Reviewed by Mark Lindquist
Special to the Seattle Times

Maria Semple has lived in Los Angeles and written for television shows, including “Arrested Development,” “Mad About You” and “Ellen.” According to publicity materials, she recently “escaped” L.A. and now lives with her family on “a little island off of Seattle.”

After reading “This One is Mine” (Little, Brown and Company, 400 pages, $26.99), Semple’s first novel, you will understand why. With Joan Didion’s eye for the bleak, Nathanael West’s ear for the desperate and her own taste for the comic, Semple has penned a scathing vision of show business in a repellent La-La Land.

Her heroine, Violet Parry, appears to have the life she wanted and worked for: she’s an Emmy-winning television writer married to a fabulously successful band manager. She has a child, a nanny and a dog walker. Her husband fell in love with her because, among other things, she was “an artsy chick who read the business section.”

She gave up her career to raise children after she started identifying with the ’80s T-shirt emblazoned with the Lichtenstein-like woman “who realizes, to her horror, OH, NO, I FORGOT TO HAVE CHILDREN.” After a few years as a mommy, Violet imagines there ought to be a follow-up T-shirt, one where the woman “is finally cradling her prized baby,” but the thought bubble now reads, “IT’S ALL ADDING UP TO NOTHING.”

Still, Violet is a woman who can appreciate moments and music and driving in the hills, believing that “music sounded better on Mulholland.” She channels her dissatisfaction, as many before her have, into remodeling their large house.

Life takes a lurching turn when she meets Teddy Reyes, the broke bass player for a two-bit cover band.

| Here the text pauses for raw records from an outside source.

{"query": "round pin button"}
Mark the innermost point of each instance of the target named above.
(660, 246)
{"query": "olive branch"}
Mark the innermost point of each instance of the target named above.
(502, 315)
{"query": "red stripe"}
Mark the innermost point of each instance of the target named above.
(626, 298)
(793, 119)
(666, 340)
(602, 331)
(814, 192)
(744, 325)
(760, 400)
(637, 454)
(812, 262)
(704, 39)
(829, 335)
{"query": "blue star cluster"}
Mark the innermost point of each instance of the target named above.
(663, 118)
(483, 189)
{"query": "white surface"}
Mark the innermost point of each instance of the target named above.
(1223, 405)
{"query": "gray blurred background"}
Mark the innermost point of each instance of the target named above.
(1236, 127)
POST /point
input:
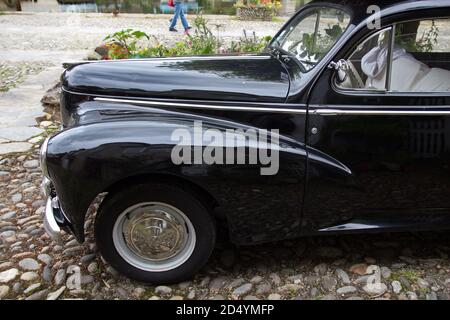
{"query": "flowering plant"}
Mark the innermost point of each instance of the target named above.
(267, 4)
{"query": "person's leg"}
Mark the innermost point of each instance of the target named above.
(175, 16)
(183, 18)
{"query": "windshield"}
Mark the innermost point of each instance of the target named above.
(312, 35)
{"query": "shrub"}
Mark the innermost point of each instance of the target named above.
(129, 43)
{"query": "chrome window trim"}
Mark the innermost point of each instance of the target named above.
(389, 111)
(202, 106)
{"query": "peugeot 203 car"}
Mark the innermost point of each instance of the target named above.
(354, 98)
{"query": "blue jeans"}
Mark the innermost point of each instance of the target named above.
(179, 12)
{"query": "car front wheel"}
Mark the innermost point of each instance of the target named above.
(155, 233)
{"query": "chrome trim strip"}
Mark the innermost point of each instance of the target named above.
(202, 106)
(338, 112)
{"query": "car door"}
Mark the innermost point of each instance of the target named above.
(387, 125)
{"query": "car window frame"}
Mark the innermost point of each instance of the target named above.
(387, 92)
(307, 10)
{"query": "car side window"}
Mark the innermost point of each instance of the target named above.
(366, 68)
(421, 56)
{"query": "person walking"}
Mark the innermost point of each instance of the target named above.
(179, 12)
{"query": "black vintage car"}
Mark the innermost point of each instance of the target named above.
(354, 100)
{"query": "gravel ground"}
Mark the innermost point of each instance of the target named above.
(14, 73)
(73, 31)
(32, 266)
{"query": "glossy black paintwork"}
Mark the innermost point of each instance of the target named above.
(358, 173)
(114, 145)
(228, 78)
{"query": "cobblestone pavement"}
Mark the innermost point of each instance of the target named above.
(32, 266)
(383, 266)
(33, 42)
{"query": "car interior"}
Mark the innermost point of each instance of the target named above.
(418, 63)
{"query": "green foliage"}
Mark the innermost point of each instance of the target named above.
(250, 44)
(128, 39)
(131, 43)
(203, 41)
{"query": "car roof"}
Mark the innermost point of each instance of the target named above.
(359, 8)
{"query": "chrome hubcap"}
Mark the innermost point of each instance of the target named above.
(154, 236)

He’s a hustler, a mooch, an addict and he has hepatitis C.

Violet is smitten, naturally.

Though it’s never clear why exactly Violet dives into a tailspin affair with Teddy the loser, it seems to have something to do with the vibe surrounding her in a city where salespeople snub women with engagement rings smaller than three carats.

Meanwhile, her husband, David, is trying, in typical L.A. fashion, to find meaning in his life through Buddhism. This leads him to a yoga retreat where he has a breakdown of sorts in a sweat lodge, one of the funniest set pieces I’ve ever read.

In another story line, David’s off- kilter sister Sally determinedly plots to lure a savant sportscaster into marriage, something the numbers geek is equally determined to avoid.

Everyone, in other words, acts borderline loony.

This might be off-putting but for Semple’s forgiving and funny voice guiding us through the nuttiness with well-grounded prose. Unlike some former television writers who turn to novels, she employs none of the cheap tricks of her previous trade.

This is not a made-for-TV movie and it doesn’t end like one. People pay for their mistakes, as we do in life, and some of them learn lessons — understanding, forgiveness, gratitude — and live on with their scars. Some leave L.A.